Александр Куприн - Том 4. Произведения 1905-1907
Неподвижный, устремленный на меня взгляд заставляет меня обернуться. Мой спутник уже не спит. Он спокойно смотрит на меня сонными, ничего не выражающими глазами и усиленно посасывает потухшую короткую трубку. Увидев, что я уже бодрствую, он языком передвигает трубку в угол рта и произносит глухо:
— Эге!.. Не спите, паныч? А я целую ночь не сплю. Все вас стерегу.
— То-то ты храпел так.
— Ну-ну!.. Я одним ухом сплю, а другим все слушаю… Я хитрый… А ну-ка, паныч, который теперь час будет?
Я смотрю на часы.
— Час без четверти… Может быть, собираться?
Трофим вяло глядит на потухающие уголья, задумчиво чешет затылок, сдвинув шапку совсем на глаза, потом чешет поясницу.
— А что ж! — вдруг восклицает он с неожиданным приливом энергии. Собираться так собираться. Лучше пойдем себе помаленьку, не будем торопиться…
Сборы наши не занимают много времени. Я стягиваю потуже вокруг талии патронташный ремень и выпрастываю из-под него кверху бока свитки, чтобы дать больше свободы рукам, сильно встряхиваюсь всем телом, чтобы убедиться, что ничто на мне не бренчит и не болтается, натягиваю кожаные бахилы [24] и крепко обвязываю их повыше колен вокруг ног, а тем временем Трофим дает мне последние наставления, и хотя я их слышал, по крайней мере, раз десять, я слушаю еще раз со вниманием и новым любопытством.
Трофим Щербатый — казенный лесник, благосклонному вниманию которого меня рекомендовал лесничий — мой родственник, а его непосредственный начальник. Трофим беспечен, груб, немного хвастун и лентяй и втихомолку торгует казенной дичью. Это его отрицательные качества. Но зато он смел, знает лес не хуже любого зверя, прекрасный стрелок и неутомимый охотник. Ко мне он относится покровительственно.
— Сначала глухарь с опаской играет, — наставительно говорит Трофим. Чок! и замолчал. Сидит себе на суку и во все стороны слушает. Потом опять: чок, чок! — и опять тихо. Уже тут, спаси вас господи, паныч, поворохнуться или сучком треснуть — только и услышите, как он крыльями по всему лесу захлопает. Потому что его хоть и называют — глухарь, а нет в целом свете такой чуткой птахи, как он… Потом вдруг как зашипит!

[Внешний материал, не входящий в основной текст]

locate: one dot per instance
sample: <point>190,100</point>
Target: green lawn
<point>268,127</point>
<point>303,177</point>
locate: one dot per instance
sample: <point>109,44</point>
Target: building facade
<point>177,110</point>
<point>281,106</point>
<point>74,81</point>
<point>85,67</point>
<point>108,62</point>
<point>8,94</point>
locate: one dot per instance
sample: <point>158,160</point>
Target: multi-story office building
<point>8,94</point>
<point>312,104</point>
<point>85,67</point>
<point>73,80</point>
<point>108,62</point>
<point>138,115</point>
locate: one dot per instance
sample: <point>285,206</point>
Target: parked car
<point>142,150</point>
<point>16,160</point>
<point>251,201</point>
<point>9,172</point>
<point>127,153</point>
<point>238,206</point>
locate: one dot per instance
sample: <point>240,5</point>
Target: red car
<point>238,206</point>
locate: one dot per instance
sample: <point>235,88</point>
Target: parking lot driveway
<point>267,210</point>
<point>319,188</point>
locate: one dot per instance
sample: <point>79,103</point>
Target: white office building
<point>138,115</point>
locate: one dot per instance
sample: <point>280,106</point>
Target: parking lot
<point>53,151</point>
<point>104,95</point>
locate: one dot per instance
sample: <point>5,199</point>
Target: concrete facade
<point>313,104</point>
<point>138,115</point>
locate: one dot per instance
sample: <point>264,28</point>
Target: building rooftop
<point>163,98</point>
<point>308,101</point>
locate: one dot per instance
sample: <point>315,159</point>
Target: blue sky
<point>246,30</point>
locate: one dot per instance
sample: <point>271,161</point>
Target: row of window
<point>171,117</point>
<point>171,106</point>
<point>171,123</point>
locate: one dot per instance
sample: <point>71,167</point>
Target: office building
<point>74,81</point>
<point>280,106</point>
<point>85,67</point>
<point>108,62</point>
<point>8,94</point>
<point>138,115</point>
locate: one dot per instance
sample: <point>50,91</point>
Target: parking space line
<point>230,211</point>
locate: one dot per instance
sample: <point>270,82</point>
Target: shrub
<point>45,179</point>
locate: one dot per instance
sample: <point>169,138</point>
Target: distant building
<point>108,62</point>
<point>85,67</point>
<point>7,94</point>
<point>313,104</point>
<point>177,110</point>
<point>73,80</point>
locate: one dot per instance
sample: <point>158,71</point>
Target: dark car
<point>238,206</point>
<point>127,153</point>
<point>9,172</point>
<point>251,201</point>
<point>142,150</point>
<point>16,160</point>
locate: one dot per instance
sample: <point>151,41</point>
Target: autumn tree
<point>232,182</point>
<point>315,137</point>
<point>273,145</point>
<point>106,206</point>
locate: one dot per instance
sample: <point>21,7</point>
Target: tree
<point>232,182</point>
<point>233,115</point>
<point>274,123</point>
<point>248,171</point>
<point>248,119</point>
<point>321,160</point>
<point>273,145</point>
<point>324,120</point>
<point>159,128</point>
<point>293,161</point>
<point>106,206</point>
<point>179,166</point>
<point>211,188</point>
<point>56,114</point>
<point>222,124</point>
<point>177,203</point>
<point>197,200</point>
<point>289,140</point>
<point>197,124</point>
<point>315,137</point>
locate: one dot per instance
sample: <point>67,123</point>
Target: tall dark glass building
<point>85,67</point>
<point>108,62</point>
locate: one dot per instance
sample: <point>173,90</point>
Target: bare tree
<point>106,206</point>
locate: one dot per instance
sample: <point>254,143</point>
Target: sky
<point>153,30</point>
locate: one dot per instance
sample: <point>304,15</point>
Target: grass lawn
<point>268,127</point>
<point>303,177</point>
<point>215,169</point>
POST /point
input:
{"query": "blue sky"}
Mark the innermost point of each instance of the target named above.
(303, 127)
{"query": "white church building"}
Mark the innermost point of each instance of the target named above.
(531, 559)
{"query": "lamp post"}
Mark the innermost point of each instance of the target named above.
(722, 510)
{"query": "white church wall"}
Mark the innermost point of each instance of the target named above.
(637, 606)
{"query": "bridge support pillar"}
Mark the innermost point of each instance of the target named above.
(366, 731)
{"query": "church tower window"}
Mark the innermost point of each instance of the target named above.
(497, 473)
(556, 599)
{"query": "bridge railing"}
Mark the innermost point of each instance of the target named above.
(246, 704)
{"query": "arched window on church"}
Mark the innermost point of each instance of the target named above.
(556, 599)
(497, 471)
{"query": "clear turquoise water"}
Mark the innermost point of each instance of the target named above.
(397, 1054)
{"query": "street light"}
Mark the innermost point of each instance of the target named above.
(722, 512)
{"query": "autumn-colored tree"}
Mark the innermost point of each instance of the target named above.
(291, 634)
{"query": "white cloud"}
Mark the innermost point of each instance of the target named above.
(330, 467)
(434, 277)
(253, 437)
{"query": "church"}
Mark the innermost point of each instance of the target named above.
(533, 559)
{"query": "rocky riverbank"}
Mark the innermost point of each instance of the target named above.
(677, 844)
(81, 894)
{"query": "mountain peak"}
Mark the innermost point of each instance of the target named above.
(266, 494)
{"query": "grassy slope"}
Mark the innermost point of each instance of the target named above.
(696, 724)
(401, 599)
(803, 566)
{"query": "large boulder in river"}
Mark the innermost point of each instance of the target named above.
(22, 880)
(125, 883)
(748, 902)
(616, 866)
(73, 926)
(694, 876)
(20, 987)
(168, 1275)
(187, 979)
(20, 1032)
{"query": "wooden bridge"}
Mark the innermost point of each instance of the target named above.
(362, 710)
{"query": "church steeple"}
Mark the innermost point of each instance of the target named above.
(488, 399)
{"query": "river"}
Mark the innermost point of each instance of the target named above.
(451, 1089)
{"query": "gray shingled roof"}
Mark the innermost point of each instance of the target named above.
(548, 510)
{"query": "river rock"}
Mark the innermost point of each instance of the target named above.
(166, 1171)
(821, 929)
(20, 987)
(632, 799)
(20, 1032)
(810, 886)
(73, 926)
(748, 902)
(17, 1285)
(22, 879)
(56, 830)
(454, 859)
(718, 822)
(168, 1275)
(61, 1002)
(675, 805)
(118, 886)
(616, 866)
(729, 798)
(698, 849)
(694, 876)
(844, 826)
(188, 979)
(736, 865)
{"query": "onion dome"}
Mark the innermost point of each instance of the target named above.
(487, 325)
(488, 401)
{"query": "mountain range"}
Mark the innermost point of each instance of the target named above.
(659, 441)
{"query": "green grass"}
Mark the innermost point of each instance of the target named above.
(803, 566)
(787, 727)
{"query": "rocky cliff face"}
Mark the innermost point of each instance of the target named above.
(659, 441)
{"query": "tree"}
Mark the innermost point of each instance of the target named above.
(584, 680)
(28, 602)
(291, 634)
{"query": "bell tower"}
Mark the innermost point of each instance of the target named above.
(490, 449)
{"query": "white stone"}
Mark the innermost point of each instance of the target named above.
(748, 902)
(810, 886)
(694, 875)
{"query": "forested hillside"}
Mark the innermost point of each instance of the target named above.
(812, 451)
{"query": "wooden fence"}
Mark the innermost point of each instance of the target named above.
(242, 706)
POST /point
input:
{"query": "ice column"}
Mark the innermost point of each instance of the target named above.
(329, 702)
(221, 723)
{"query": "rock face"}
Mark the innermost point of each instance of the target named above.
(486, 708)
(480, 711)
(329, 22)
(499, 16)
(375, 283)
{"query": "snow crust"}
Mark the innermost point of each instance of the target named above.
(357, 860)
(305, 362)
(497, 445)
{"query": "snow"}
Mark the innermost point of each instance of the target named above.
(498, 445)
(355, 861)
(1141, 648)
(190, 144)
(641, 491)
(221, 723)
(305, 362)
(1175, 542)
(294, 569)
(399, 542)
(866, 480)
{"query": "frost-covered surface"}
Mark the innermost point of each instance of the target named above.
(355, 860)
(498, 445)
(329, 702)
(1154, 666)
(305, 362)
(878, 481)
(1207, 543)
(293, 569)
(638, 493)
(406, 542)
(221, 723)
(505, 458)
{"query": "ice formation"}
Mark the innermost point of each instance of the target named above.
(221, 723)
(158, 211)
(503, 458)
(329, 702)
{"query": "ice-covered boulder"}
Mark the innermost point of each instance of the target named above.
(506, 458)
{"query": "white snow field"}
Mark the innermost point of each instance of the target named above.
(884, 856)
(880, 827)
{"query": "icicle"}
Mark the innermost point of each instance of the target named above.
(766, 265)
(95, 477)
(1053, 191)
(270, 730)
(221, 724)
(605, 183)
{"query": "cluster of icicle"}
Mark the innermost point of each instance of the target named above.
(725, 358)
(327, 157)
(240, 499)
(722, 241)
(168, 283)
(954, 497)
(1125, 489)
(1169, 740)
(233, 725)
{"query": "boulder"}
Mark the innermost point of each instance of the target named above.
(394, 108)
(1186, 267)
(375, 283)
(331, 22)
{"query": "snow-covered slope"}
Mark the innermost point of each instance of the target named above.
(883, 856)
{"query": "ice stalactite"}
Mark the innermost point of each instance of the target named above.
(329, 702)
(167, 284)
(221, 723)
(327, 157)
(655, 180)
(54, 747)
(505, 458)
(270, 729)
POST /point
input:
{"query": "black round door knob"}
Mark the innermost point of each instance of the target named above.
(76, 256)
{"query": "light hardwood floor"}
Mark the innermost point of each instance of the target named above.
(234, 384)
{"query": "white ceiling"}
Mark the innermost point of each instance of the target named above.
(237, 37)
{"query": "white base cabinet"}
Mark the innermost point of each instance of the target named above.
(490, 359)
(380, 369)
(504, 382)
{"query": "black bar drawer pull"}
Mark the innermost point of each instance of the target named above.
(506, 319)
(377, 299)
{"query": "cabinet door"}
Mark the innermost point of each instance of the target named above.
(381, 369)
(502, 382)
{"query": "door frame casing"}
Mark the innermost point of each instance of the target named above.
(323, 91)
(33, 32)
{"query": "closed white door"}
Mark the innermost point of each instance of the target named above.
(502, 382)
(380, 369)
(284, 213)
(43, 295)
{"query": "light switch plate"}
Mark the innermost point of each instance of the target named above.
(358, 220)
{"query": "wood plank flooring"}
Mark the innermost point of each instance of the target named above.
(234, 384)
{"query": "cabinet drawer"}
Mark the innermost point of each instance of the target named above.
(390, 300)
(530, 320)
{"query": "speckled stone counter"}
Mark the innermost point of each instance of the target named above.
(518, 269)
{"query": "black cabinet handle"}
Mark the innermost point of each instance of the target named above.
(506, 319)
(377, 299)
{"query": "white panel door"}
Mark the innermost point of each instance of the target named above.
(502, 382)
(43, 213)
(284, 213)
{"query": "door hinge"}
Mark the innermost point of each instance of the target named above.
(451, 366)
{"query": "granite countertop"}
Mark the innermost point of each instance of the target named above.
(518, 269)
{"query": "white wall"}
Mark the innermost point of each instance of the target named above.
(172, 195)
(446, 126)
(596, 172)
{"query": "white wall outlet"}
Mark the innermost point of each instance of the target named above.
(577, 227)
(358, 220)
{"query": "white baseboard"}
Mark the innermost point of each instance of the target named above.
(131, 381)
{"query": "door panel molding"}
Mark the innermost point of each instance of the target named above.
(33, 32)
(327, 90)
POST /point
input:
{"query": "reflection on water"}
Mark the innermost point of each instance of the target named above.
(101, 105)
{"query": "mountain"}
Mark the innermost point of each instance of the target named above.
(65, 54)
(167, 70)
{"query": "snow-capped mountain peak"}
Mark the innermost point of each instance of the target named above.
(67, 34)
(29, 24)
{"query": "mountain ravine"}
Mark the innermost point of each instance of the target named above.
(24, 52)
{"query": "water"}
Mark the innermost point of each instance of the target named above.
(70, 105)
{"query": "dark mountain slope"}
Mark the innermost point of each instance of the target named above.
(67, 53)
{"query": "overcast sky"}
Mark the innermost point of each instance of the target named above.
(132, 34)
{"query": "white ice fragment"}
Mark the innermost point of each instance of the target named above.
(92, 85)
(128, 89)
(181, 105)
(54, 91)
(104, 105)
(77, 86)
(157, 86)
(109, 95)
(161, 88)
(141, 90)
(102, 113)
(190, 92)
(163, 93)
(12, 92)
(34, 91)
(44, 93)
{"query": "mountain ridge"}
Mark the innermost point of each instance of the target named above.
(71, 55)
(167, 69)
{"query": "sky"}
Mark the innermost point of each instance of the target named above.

Вот тут-то вы уж что есть духу скачите вперед. Изо всей силы… Прыгнули раз с пять — и стой! И — ни мур-мур. Даже не пять, а хоть четыре аль бы три сначала. И уж сто-ой… опять жди песни. Тут он вскорости опять заиграет: чок-чок… чок-чок… чок-чок… и опять зашипел. Вы опять вперед и опять стой ожидай песню. Иной глухарь как разойдется, так без передышки песен тридцать сыграет, а вы только знайте себе, скакайте вперед и больше ничего. А потом вдруг замолчит и а-ни-ни, как отрезал. Полчаса, подлец, будет прислушиваться. Ну, уж тут ничего не сделаешь: как стал, так и стой. Ждите. Другой раз в багне [25] по пояс загругнешь, дрожишь весь, а терпи! Ноги замлеют, спина ноет, руки болят, а все-таки жди… А как он только опять начал играть, так вы, паныч, одну песню пропустите. Бывают из них такие прохвосты, что стрельца обдуривают. Это харкуны называются. Зачокает, зачокает… ты — скок, а он и замолчал. Подождет немного и давай харкать: хрр… хрр… Это он другим глухарям весть подает: берегись, говорит, стрелец идет. И уж если где такой харкун завелся — все токовище ни к чертову батьку не годится. Только и знает, холера, что сидит на суку да сторожит, не идет ли кто.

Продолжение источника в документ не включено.